Learn to recognise stroke symptoms

Learn to recognise stroke symptoms

People should be able to recognise the mnemonic FAST symptoms when  it comes to stroke: F – Face (crooked face); A – Arm (weak arm); S – Speech (slurred speech); T – Time (patient should be treated within 3 hours of attack). A person who has suffered a stroke can continue to lead a normal life with proper care and lifestyle modifications.
 
What is a stroke?
A stroke is the sudden death of a portion of the brain cells due to lack of oxygen. A stroke occurs when blood flow to the brain is impaired, resulting in abnormal brain function. Brain blood flow can be impaired by blockage or rupture of an artery to the brain.

What causes a stroke?
Blockage of an artery of the brain by a clot (thrombosis), leading to deprivation of blood and oxygen, can cause a stroke. Typically, a clot will form in a blood vessel that has been previously narrowed due to atherosclerosis (hardening of the artery).
When a blood clot or a piece of atherosclerotic plaque (cholesterol and calcium deposits on the wall of the artery) lodges in an artery of the brain, it blocks the flow of oxygen-rich blood.

A cerebral haemorrhage occurs when a blood vessel in the brain bursts and bleeds into the surrounding brain tissue. This too can be a cause of a stroke. All the above causes of stroke lead to deprivation of oxygen to the brain tissue and its resultant death. Risk factors for stroke are arterial hypertension, smoking, diabetes mellitus, hyperlipedaemia, thrombocythaemia, high alcohol intake, positive family history, oral contraceptives, and trauma.
 
What are the symptoms of a stroke?
The most common symptom is weakness or paralysis of one side of the body or the other.
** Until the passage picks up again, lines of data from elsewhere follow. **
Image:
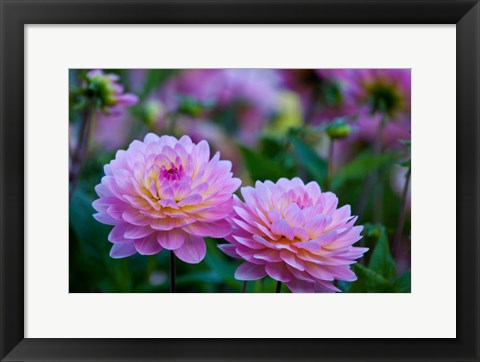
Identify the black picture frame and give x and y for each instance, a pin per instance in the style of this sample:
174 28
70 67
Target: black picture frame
15 14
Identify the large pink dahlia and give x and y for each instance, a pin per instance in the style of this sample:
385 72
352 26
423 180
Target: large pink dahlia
295 234
165 193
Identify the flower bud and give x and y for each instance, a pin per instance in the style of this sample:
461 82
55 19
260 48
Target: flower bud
338 129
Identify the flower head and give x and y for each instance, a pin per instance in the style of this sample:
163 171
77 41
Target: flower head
381 90
165 193
107 92
295 234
There may be partial or complete loss of voluntary movement of and/or sensation in a leg and/or arm. A stroke can result in speech problems and weaken muscles of the face, which can cause drooling. Numbness or tingling is very common. A stroke can cause difficulty in breathing.

How is a stroke diagnosed?
A stroke is a medical emergency. Anyone suspected of having a stroke should be taken to a medical facility immediately for evaluation and treatment. Other causes that can mimic a stroke include brain tumours, subdural hematomas (collection of blood between the brain and the skull), or brain abscess (a collection of pus in the brain caused by bacteria or a fungus). Viral encephalitis can cause symptoms similar to those of a stroke as can an overdose of certain medications. A battery of tests is generally carried out in the assessment of a stroke.
 
Did you know?
* Stroke is the third most common cause of death, after cancer and ischemic heart disease.
* Its incidence is accelerating in developing countries due to unhealthy lifestyles.
* 2/3 of stroke victims are above 60 years.
* Hypertension accounts for 30-50 per cent of stroke risk.